ESTIMATING THE NUMBER OF SPECIES - A REVIEW

成果类型:
Review
署名作者:
BUNGE, J; FITZPATRICK, M
刊物名称:
JOURNAL OF THE AMERICAN STATISTICAL ASSOCIATION
ISSN/ISSBN:
0162-1459
DOI:
10.2307/2290733
发表日期:
1993
页码:
364-373
关键词:
capture recapture experiment population-size nonparametric-estimation parameter-estimation probabilities vary finite population abundance MODEL time VOCABULARY
摘要:
How many kinds are there? Suppose that a population is partitioned into C classes. In many situations interest focuses not on estimation of the relative sizes of the classes, but on estimation of C itself. For example, biologists and ecologists may be interested in estimating the number of species in a population of plants or animals, numismatists may be concerned with estimating the number of dies used to produce an ancient coin issue, and linguists may be interested in estimating the size of an author's vocabulary. In this article we review the problem of statistical estimation of C. Many approaches have been proposed, some purely data-analytic and others based in sampling theory. In the latter case numerous variations have been considered. The population may be finite or infinite. If finite, samples may be taken with replacement (multinomial sampling) or without replacement (hypergeometric sampling), or by Bernoulli sampling; if infinite, sampling may be multinomial or Bernoulli, or the sample may be the result of random Poisson contributions of each class.
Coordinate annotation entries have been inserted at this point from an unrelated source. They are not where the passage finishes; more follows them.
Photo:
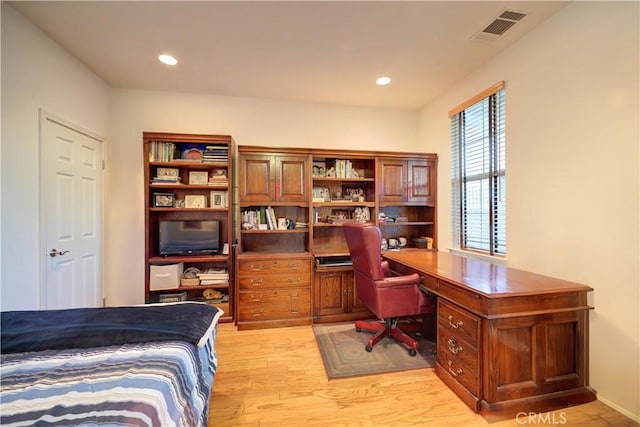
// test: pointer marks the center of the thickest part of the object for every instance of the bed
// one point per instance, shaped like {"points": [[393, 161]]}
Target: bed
{"points": [[151, 365]]}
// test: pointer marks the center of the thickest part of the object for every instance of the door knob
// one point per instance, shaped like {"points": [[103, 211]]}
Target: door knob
{"points": [[55, 252]]}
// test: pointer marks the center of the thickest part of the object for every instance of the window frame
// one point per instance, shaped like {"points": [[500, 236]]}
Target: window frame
{"points": [[478, 162]]}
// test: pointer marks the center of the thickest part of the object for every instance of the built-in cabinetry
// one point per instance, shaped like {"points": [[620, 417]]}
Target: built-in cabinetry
{"points": [[274, 259], [507, 339], [407, 193], [188, 218], [292, 204]]}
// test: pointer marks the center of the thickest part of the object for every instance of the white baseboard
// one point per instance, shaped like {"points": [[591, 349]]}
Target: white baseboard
{"points": [[634, 417]]}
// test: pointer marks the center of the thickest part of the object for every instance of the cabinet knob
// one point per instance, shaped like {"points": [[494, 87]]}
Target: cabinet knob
{"points": [[453, 346], [454, 372], [456, 325]]}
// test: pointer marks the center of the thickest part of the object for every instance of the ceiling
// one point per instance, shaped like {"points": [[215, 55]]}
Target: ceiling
{"points": [[312, 51]]}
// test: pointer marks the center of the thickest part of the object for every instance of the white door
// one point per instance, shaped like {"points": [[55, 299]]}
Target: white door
{"points": [[70, 215]]}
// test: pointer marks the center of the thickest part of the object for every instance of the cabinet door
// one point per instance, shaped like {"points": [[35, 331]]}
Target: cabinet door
{"points": [[421, 183], [355, 303], [393, 180], [256, 178], [291, 182], [330, 292]]}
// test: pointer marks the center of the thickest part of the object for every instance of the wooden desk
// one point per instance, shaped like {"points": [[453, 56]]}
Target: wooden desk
{"points": [[508, 340]]}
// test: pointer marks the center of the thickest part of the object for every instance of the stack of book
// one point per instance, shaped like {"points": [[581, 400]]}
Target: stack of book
{"points": [[219, 177], [216, 154], [253, 219], [161, 151], [166, 176], [214, 276]]}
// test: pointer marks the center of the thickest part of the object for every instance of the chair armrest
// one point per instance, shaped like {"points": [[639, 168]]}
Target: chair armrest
{"points": [[407, 280], [386, 269]]}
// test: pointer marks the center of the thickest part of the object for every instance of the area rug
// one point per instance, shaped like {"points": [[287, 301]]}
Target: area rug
{"points": [[343, 353]]}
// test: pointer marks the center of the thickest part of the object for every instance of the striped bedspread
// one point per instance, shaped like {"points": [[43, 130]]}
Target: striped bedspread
{"points": [[138, 384]]}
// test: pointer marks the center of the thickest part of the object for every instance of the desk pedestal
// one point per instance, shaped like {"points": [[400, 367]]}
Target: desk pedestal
{"points": [[508, 341]]}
Given a sampling model, one may approach estimation of C via a parametric or nonparametric formulation; in either case there may be frequentist and Bayesian procedures. We begin by discussing the existing literature on this problem (over 120 references), organizing it by sampling model, population specification, and philosophy of estimation. We find that (a) the problem is quite resistant to statistical solution, essentially because no matter how many classes have been observed, there may still be a large number of very small unobserved classes; (b) many closely related estimation procedures have been developed independently and have not yet been compared; (c) there is not as yet a globally preferable estimator of C, although for some models there is an acceptable estimator (for some not even this is true); and (d) there are promising directions for research to pursue; for example, it appears possible to exploit estimates of the ''coverage'' of the sample (the total proportion of the population represented by the observed classes) to improve the accuracy of estimators of the number of classes. Finally, we make specific recommendations for future research, regarding parametric estimation, coverage-based estimation, resampling methods, Poisson process representation of sampling models, and frequentist decision theory.